Susceptibility of Holocene deltaic sequences for subsidence due to peat compaction

Sanneke Van Asselen, Esther Stouthamer

Chair(s): Esther Stouthamer

Tuesday 30 june 2015

14:05 - 14:25h at Asia (level 0)

Themes: (T) Special session, (ST) Deltas from multiple pressures to integrated solutions

Parallel session: 6C. Special session: Deltas - from multiple pressures to integrated solutions

Land subsidence is a major threat to hundreds of millions of people living in deltas worldwide. Natural drivers of subsidence include tectonics, isostasy and sediment compaction. Human-induced subsidence is mainly due to groundwater table lowering for land reclamation, loading by for example buildings, and extraction of oil, gas and groundwater. Subsidence due to compaction is highly variable in time and space, mainly depending on the composition of the subsurface. Holocene delta sequences are usually very heterogeneous, consisting of mixtures of sand, silt, clay and peat.

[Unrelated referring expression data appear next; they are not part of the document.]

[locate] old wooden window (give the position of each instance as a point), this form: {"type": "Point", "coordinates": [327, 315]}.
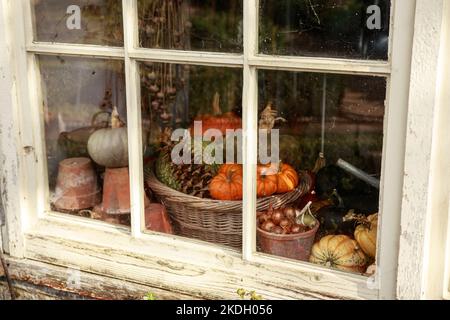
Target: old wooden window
{"type": "Point", "coordinates": [164, 64]}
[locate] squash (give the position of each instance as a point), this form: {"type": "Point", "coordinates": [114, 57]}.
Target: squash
{"type": "Point", "coordinates": [218, 120]}
{"type": "Point", "coordinates": [227, 185]}
{"type": "Point", "coordinates": [340, 252]}
{"type": "Point", "coordinates": [226, 168]}
{"type": "Point", "coordinates": [109, 147]}
{"type": "Point", "coordinates": [267, 181]}
{"type": "Point", "coordinates": [287, 178]}
{"type": "Point", "coordinates": [366, 234]}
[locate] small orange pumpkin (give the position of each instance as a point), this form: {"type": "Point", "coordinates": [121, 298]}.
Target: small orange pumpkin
{"type": "Point", "coordinates": [218, 120]}
{"type": "Point", "coordinates": [340, 252]}
{"type": "Point", "coordinates": [227, 185]}
{"type": "Point", "coordinates": [366, 235]}
{"type": "Point", "coordinates": [230, 167]}
{"type": "Point", "coordinates": [287, 178]}
{"type": "Point", "coordinates": [267, 181]}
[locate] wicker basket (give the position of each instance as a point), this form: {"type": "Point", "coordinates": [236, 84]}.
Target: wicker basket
{"type": "Point", "coordinates": [211, 220]}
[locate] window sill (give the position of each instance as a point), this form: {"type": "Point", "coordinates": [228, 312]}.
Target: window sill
{"type": "Point", "coordinates": [183, 266]}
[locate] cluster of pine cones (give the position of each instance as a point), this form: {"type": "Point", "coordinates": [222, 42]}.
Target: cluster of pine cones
{"type": "Point", "coordinates": [191, 179]}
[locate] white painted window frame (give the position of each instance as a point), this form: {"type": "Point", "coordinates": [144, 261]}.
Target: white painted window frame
{"type": "Point", "coordinates": [152, 258]}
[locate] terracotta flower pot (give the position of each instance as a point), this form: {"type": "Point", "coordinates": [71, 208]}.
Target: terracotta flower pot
{"type": "Point", "coordinates": [116, 192]}
{"type": "Point", "coordinates": [76, 185]}
{"type": "Point", "coordinates": [293, 246]}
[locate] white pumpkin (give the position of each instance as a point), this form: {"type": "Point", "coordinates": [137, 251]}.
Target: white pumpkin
{"type": "Point", "coordinates": [109, 147]}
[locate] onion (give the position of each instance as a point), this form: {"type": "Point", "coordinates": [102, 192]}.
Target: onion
{"type": "Point", "coordinates": [263, 218]}
{"type": "Point", "coordinates": [287, 229]}
{"type": "Point", "coordinates": [268, 226]}
{"type": "Point", "coordinates": [297, 228]}
{"type": "Point", "coordinates": [277, 230]}
{"type": "Point", "coordinates": [289, 212]}
{"type": "Point", "coordinates": [284, 223]}
{"type": "Point", "coordinates": [277, 216]}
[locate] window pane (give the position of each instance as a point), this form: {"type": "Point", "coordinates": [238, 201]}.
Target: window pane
{"type": "Point", "coordinates": [86, 141]}
{"type": "Point", "coordinates": [199, 25]}
{"type": "Point", "coordinates": [181, 107]}
{"type": "Point", "coordinates": [97, 22]}
{"type": "Point", "coordinates": [357, 29]}
{"type": "Point", "coordinates": [323, 177]}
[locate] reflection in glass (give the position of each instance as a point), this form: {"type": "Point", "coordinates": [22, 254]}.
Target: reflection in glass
{"type": "Point", "coordinates": [86, 137]}
{"type": "Point", "coordinates": [357, 29]}
{"type": "Point", "coordinates": [209, 25]}
{"type": "Point", "coordinates": [331, 137]}
{"type": "Point", "coordinates": [181, 180]}
{"type": "Point", "coordinates": [97, 22]}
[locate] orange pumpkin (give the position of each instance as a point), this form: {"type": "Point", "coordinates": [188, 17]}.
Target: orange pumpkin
{"type": "Point", "coordinates": [366, 235]}
{"type": "Point", "coordinates": [267, 181]}
{"type": "Point", "coordinates": [287, 178]}
{"type": "Point", "coordinates": [218, 120]}
{"type": "Point", "coordinates": [230, 167]}
{"type": "Point", "coordinates": [340, 252]}
{"type": "Point", "coordinates": [227, 185]}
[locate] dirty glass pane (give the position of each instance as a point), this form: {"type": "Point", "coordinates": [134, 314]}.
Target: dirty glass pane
{"type": "Point", "coordinates": [199, 25]}
{"type": "Point", "coordinates": [186, 110]}
{"type": "Point", "coordinates": [86, 137]}
{"type": "Point", "coordinates": [357, 29]}
{"type": "Point", "coordinates": [323, 174]}
{"type": "Point", "coordinates": [97, 22]}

Because peat is most compressible of all natural soils, especially sequences comprising thick peat layers are very susceptible for subsidence due to compaction. Peat compaction is induced by (natural or anthropogenic) loading and/or groundwater table lowering. We quantified natural peat compaction rates based on field research at different key locations in the anthropogenic Rhine-Meuse delta (NL) and a natural inland delta in the Cumberland Marshes (CA), and used these data to calibrate a new peat compaction model. Results demonstrate local subsidence due to peat compaction of up to 3 m at Holocene timescale in the Rhine-Meuse delta. Predicted subsidence rates due to peat compaction are up to 15 mm/yr at decadal timescales, following loading. The main factors influencing the susceptibility for subsidence due to peat compaction are (1) the thickness of peat layers in the subsurface, (2) the organic matter content of these layers, and (3) the effective stress, which is a function of the weight of the overburden and pore water pressure. In addition, the Holocene sedimentation and groundwater table history is extremely important, because this determines if peat layers have experienced past compaction, which influences the present susceptibility to additional subsidence due to compaction. All these variables, and in particular their spatial variability, should be taken into account in developing strategies to prevent or mitigate subsidence due to peat compaction in deltas.